0
votes

When I load a collection into memory for the first time, it is all in the memory (i can see it in the task manager), but over time I can see that only part of the original size is taken by arangod process. Besides, when I execute a query, retrieving data from that collection, I can see that disk usage is growing for a short period of time and the size of used RAM is growing aswell.

I'd like to avoid it. How can I do it? I see that collections have the property isVolatile

isVolatile: If true then the collection data will be kept in memory only and ArangoDB will not write or sync the data to disk.

it is almost what I want but

Unloading the collection will cause the collection data to be discarded. Stopping or re-starting the server will also cause full loss of data in the collection

Can I somehow keep the whole collection in memory but without losing data after unloading?

1

1 Answers

1
votes

The only way to guarantee that your collections are in RAM is to use the MMFiles engine. With RocksDB there is no guarantee. Two full collection scans should also lead to RocksDB collections to be loaded to RAM. But when you deplete your memory, some data is unloaded again.

Just because memory figures go back it is not an indication of collection data being unloaded. Here's the Wikipedia article on MMFs: https://en.wikipedia.org/wiki/Memory-mapped_file. So as long as your collection is loaded, which happens immediately when you access it's data or specifically call the load method, it is residing in RAM.

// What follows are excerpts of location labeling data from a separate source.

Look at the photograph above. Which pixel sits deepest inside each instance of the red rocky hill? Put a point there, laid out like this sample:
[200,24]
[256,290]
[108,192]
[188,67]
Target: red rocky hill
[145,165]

Regarding your question about data loss: you have 2 different strategies for syncing data to disk, which you can choose from: wait-for-sync true or false. This parameter can be set at startup - then affecting all databases and all collections - or on a per collection basis when you initially create them. As the name says it refers to the point at which a data point is considered committed and reported as such to the client. For high performance and less safety the value could be set false. Under this regime one may lose a couple of seconds of data, should power to the machine or disks suddenly fail.

TLDR use MMFiles and your loaded collections live in RAM, as long as you have memory left. Beyond that point you end up in swap space with horrendous consequences for performance.